Search code examples
visual-c++utf-16wofstream

wofstream writes unnecessary byte


I am experimenting with with file output in utf-16 using wofstream, successfully so far. But I have got a problem to write a new line. As I found out with the Notepad and a hex editor, a new line on windows corresponds to 2 symbols: LineFedd and CarrigeReturn (0x000A and 0x000D). Trying to repriduce this programmatically led to weird result.

#include <fstream>
#include <codecvt>
#include <locale>
#define ENDL L"\u000a\u000d"
using namespace std;
int main()
{
locale utf16(locale(), new codecvt_utf16<wchar_t, 0x10ffffUL, little_endian>());//for writing UTF-16
wofstream fout(L"text.txt");
fout.imbue(utf16);
const unsigned short BOM= 0xFEFF;
fout.write((wchar_t*)&BOM, 1);
fout<<L"some text"<<ENDL<<L"more text";
fout.close();
}

the text that follows ENDL is totally messed up. I found the cause with a hex editor. for ENDL it writes 0D 0A 00 0D 00 . That is, for some reason it writes unnecessary and outrignt harmful 0D byte before the Linefeed character that causes all following bytes to shift to the right and thus messes up the utf-16 encoding.

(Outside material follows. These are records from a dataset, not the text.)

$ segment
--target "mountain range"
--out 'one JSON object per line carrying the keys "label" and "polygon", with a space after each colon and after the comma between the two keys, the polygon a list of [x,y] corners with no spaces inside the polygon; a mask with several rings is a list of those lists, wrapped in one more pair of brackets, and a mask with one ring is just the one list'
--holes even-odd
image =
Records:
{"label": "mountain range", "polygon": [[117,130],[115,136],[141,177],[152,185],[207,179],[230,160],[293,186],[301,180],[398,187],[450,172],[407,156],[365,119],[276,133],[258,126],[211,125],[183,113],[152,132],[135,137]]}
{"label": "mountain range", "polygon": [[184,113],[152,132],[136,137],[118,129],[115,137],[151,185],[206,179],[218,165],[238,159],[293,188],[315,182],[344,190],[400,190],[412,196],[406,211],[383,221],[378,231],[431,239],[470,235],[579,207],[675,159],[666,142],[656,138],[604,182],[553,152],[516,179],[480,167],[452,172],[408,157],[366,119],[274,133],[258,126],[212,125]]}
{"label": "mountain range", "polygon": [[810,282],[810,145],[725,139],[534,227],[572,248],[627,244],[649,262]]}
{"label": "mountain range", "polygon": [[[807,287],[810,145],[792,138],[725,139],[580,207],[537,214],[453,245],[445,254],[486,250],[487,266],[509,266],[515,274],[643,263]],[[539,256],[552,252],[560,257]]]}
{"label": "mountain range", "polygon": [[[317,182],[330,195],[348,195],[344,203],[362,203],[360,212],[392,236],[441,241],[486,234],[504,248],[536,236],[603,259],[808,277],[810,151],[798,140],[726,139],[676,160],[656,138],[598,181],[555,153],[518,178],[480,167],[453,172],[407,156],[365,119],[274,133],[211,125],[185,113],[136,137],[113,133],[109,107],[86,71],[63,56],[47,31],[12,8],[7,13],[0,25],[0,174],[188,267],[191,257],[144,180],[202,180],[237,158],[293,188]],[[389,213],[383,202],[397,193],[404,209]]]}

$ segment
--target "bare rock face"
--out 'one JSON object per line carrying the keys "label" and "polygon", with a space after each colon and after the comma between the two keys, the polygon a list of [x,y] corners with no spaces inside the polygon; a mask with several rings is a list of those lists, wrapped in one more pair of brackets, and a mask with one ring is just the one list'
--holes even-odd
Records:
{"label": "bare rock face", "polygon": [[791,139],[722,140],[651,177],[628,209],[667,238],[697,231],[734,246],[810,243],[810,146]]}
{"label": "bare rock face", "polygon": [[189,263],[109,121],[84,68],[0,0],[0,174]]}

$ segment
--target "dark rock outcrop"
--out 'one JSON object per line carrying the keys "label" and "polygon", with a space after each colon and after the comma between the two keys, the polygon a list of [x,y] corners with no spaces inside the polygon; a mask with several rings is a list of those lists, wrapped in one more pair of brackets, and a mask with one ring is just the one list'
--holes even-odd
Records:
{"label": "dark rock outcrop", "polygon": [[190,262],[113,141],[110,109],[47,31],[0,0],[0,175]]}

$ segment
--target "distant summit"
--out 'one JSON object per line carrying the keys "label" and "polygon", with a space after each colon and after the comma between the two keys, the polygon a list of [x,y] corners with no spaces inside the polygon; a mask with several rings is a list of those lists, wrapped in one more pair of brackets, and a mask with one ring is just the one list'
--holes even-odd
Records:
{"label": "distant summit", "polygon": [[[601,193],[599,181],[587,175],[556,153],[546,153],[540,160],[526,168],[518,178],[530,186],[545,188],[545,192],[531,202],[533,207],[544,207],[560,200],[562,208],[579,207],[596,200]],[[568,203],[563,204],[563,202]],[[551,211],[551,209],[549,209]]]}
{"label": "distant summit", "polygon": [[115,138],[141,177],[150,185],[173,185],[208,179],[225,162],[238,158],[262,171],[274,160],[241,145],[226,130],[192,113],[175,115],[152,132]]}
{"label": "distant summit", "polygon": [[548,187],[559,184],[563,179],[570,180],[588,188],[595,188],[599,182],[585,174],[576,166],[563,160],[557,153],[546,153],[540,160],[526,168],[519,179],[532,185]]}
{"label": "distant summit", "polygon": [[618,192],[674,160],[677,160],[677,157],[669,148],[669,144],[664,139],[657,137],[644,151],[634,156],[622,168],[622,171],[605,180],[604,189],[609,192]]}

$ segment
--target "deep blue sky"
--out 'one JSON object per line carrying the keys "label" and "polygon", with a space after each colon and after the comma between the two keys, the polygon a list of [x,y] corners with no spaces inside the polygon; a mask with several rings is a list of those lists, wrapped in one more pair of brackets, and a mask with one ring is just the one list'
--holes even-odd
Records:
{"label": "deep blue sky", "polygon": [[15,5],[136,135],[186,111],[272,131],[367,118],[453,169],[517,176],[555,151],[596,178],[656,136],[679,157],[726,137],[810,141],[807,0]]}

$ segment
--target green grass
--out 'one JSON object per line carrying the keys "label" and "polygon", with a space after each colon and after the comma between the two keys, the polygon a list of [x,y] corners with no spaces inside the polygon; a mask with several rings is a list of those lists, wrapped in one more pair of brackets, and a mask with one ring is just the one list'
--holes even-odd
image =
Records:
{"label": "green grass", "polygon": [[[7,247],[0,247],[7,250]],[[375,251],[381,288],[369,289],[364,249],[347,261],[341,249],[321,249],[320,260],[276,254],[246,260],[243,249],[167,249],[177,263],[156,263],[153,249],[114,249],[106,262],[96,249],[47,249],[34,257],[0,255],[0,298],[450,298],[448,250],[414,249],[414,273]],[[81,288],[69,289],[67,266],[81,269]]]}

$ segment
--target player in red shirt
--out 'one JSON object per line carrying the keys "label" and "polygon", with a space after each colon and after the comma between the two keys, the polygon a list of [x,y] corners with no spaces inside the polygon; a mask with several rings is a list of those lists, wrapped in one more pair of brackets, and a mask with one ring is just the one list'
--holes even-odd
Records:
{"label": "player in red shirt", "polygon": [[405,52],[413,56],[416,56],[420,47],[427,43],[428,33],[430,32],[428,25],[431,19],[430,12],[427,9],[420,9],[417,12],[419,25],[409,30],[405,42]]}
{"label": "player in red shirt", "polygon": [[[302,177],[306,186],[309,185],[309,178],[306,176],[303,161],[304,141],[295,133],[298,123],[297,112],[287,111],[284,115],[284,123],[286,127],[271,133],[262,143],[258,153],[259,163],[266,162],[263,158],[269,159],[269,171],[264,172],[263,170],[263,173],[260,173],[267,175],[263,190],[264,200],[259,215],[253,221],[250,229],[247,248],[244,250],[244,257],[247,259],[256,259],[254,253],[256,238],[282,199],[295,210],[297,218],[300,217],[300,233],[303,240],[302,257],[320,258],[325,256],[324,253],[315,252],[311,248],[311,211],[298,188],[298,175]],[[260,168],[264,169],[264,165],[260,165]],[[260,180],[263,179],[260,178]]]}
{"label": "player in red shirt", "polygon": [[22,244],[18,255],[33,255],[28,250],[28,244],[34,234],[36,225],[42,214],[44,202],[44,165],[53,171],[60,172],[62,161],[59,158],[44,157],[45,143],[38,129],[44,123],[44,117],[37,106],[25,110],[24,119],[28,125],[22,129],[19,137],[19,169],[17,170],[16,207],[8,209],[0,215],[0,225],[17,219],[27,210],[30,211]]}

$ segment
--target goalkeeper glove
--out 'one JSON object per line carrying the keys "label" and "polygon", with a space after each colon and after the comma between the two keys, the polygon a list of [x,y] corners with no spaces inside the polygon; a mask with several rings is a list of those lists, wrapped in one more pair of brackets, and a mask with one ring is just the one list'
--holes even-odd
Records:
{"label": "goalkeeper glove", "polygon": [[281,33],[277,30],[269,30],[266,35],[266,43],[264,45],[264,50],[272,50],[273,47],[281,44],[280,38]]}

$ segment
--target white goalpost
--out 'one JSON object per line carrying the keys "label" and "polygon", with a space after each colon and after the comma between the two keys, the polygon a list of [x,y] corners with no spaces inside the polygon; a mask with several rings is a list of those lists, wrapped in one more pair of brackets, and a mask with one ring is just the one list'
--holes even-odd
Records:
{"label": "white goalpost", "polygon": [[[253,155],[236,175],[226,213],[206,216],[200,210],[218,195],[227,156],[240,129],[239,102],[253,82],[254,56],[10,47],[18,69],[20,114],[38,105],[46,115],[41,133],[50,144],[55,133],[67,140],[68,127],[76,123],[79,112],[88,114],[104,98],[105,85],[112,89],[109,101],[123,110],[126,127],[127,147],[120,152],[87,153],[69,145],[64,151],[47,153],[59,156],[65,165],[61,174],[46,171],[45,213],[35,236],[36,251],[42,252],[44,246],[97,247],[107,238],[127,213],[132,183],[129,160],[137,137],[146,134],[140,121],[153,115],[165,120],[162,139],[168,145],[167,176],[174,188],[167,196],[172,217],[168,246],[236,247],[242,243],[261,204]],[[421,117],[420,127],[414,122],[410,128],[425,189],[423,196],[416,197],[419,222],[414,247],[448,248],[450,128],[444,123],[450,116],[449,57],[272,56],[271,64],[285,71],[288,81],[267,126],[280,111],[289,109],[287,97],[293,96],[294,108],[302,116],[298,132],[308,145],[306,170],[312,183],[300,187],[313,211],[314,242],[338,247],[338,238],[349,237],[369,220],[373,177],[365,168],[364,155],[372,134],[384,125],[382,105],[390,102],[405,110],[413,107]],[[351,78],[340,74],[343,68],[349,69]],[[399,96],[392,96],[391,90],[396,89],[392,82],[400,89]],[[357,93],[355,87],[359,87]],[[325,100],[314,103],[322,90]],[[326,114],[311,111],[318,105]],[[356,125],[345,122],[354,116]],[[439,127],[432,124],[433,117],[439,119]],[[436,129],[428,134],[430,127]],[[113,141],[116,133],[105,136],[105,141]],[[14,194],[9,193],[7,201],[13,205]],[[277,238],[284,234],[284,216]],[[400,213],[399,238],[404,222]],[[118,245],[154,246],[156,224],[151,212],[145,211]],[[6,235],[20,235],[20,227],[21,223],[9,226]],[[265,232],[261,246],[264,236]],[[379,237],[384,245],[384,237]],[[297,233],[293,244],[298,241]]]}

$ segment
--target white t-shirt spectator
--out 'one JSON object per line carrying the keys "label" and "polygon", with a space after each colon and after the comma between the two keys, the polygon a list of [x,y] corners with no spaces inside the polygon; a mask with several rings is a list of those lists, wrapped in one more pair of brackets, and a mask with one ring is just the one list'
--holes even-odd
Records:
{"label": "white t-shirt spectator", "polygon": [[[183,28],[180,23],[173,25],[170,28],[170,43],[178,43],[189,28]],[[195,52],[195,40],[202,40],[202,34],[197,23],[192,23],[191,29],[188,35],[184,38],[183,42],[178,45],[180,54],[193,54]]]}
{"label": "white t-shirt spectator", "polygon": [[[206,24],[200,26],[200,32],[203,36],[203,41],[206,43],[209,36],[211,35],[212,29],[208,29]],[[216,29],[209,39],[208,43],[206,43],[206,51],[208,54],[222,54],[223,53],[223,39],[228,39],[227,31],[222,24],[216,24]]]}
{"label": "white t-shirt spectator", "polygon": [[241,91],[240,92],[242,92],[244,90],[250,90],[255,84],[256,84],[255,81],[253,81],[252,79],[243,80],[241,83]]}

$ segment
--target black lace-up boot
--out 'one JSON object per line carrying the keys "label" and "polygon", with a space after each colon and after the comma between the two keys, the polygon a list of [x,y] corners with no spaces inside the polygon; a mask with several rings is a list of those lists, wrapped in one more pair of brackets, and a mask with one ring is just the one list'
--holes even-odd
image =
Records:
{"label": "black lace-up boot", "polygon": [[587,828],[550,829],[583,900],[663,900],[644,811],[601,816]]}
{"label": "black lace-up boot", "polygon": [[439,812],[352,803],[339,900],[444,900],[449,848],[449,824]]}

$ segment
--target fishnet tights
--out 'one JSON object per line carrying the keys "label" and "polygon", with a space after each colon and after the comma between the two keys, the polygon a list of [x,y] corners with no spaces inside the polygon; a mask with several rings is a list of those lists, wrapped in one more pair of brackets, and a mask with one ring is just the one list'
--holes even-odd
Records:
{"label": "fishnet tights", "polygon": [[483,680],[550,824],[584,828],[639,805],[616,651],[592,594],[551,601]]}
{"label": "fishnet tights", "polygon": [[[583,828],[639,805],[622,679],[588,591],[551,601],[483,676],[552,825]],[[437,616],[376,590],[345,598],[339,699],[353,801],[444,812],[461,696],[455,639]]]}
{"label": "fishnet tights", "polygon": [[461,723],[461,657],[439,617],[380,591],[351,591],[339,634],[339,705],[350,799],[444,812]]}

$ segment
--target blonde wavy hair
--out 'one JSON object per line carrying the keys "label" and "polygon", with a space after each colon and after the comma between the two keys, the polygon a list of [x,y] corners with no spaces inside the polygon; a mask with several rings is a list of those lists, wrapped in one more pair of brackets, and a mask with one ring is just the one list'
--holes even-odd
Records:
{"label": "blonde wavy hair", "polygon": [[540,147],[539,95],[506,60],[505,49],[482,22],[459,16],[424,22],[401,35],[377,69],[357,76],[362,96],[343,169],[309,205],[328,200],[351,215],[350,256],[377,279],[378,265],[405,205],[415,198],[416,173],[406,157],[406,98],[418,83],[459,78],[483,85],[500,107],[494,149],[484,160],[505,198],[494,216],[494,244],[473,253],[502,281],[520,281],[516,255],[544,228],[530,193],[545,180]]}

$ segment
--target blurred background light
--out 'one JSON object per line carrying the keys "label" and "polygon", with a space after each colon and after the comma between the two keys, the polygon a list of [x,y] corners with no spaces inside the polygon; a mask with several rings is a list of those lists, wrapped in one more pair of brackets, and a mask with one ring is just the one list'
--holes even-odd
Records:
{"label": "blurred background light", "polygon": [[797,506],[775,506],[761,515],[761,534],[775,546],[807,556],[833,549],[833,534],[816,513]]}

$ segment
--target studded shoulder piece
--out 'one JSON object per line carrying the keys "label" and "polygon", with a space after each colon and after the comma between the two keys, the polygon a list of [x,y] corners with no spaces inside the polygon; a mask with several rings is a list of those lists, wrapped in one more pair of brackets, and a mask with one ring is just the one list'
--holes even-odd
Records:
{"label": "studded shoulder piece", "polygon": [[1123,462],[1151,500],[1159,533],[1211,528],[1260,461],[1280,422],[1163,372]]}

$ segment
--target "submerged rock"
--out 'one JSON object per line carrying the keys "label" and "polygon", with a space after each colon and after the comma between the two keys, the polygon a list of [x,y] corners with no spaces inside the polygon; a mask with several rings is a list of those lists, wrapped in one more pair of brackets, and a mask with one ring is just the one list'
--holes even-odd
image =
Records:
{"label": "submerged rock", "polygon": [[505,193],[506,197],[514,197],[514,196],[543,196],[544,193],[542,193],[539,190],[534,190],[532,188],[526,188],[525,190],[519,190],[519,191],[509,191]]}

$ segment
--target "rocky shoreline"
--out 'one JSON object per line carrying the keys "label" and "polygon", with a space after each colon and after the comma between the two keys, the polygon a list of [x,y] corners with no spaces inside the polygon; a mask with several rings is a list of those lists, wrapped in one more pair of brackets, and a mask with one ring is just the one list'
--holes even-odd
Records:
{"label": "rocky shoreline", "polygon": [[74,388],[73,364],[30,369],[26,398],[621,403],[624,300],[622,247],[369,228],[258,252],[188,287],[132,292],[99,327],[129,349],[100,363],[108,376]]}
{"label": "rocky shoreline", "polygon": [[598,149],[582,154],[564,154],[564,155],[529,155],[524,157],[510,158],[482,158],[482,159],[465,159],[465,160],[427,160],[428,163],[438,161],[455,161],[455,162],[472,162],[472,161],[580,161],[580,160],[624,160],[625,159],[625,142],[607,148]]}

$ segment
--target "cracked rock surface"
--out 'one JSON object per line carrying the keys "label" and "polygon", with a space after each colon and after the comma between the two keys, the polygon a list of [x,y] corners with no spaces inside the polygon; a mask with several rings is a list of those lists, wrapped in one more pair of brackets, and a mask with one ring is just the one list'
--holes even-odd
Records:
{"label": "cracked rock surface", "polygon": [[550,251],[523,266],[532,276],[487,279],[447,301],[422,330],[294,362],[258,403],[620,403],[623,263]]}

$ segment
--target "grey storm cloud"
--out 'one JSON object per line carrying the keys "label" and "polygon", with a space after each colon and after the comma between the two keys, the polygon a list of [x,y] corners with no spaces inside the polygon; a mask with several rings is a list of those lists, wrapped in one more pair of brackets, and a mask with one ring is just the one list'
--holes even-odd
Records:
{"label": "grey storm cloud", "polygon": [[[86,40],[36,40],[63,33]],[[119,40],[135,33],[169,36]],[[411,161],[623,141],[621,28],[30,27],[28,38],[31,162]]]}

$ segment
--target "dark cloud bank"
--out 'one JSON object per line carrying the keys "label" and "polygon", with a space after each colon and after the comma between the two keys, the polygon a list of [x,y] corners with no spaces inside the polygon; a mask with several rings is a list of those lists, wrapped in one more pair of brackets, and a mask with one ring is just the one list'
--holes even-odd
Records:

I don't understand why this happens and how can I fix it


Solution

  • try open your file in binary mode:

    std::wofstream fout(L"text", std::ios_base::binary);
    

    I don't have experience with Windows systems but it seems the OS is unhelpfully replacing newlunes with end of line sequences.

    Also, I would first imbue() the modified locale and the open() the file: once a character is read, calling imbue() has either no effect or undefined behavior (don't recall which off-hand). I think there is nothing preventing the stream from reading the first buffer upon open(). Idon't think that's your actual problem, though.